Error detection and correction

Presentation

In our communication-based society, besides confidentiality of the exchanged information, a reliable cerfication of correctness of received data is a crucial proble. Indeed, reading or transmission errors appear regularly, and it is important to add redondancy in sent messages in order to be able to obtain the message in correct form. The code correction theory is the art of introducing such a redondacy with maximal efficiency and correction rate. As such, we introduce

• productivity R<1 equal to the ratio of the number of symbol of each significant word of the message with the total number of symbols of the sent message,
• the ration between the minimal distance between two words of the code and the size of the code.

A code is called excellent when the couple (R_n,d_n), indexed by the size n of the code is larger, for n large enough, to the Gilbert-Varshamov bound. Goppa codes are codes of finite fields that attain that bound, but the introduction of algrebraic geometry was necessary to overtake it.

The lecture will be split into theoretical ingredients needed from the algebraic geometry and the implementation of the codes on computer.

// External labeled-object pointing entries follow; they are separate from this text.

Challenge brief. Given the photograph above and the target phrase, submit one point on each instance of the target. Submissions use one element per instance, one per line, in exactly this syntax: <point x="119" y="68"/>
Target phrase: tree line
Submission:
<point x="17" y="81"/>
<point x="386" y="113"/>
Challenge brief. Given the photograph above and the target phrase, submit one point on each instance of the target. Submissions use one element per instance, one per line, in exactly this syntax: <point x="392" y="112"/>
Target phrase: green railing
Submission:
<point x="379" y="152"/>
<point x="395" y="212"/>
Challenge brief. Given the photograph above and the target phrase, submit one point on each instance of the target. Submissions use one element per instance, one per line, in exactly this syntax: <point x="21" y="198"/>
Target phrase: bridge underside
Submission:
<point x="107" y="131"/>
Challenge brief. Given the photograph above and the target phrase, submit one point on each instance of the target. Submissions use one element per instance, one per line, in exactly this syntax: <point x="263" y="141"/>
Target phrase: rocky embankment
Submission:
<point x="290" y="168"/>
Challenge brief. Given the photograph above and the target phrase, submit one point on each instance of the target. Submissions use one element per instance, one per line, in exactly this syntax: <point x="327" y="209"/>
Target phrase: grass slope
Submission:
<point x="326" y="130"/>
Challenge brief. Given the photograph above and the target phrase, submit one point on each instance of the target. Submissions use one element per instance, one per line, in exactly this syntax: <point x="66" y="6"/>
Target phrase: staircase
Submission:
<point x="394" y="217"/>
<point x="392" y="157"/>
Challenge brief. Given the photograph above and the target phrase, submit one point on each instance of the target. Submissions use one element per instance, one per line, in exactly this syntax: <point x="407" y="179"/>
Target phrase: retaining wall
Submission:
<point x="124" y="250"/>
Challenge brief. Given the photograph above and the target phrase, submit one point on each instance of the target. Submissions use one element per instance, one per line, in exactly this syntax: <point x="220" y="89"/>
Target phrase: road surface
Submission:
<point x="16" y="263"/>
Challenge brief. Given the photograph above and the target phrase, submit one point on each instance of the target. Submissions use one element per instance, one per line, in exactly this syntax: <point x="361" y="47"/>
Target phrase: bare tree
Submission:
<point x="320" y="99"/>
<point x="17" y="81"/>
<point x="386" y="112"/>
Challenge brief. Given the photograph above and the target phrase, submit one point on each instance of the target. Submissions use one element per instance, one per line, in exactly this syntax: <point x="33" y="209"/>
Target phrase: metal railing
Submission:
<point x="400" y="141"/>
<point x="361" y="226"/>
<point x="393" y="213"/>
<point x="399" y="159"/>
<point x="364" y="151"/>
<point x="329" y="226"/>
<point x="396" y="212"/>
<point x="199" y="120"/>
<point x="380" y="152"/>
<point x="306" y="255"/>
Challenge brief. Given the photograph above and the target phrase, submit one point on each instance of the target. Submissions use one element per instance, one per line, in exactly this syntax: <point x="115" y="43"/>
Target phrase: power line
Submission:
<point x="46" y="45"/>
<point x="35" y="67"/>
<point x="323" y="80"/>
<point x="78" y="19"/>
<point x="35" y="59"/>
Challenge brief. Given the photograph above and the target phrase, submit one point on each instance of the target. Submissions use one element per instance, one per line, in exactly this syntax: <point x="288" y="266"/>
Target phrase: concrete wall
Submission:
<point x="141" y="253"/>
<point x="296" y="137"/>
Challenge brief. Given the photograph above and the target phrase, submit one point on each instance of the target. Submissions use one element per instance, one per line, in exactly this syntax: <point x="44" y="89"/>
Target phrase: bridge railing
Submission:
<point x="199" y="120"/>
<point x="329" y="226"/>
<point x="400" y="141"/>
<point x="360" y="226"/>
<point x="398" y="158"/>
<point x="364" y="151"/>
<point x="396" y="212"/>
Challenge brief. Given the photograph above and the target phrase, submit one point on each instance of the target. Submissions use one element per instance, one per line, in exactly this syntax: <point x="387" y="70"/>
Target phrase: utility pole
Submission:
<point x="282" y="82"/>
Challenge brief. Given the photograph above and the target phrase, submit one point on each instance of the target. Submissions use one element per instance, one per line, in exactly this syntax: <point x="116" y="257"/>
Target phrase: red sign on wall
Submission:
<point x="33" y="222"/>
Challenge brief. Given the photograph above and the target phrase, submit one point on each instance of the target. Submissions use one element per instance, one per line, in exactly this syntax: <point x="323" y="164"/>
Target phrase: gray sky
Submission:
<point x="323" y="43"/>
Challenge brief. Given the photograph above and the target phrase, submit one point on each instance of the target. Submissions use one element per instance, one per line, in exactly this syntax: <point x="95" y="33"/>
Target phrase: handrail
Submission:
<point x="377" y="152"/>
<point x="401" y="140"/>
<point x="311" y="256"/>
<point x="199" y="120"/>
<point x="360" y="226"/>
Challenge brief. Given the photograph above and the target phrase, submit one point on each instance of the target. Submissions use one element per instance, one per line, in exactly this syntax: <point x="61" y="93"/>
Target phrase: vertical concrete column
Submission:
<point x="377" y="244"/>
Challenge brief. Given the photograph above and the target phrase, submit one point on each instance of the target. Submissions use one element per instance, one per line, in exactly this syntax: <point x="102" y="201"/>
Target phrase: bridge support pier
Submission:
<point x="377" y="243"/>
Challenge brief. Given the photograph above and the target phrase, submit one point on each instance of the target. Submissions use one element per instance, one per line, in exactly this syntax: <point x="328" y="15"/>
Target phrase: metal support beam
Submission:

• Algebraic geometry tools : the idea is to be able to construct algebraic curves with many rational points. We introduce algebraic curves, their field of functions, their space and their divisor. The Riemann-Roch theorem will be the high point of the theoretical part of this lecture.
• We will then study Goppa codes, generalized Reed-Solomon codes and Sidelnikov-Shestakov attack, as well as McEliece and Nederreiter cryptosystems.
• We also present the basic, but important tools that are hash funsion, then the concept of electronic signatures and blockchain, that are based on that tool.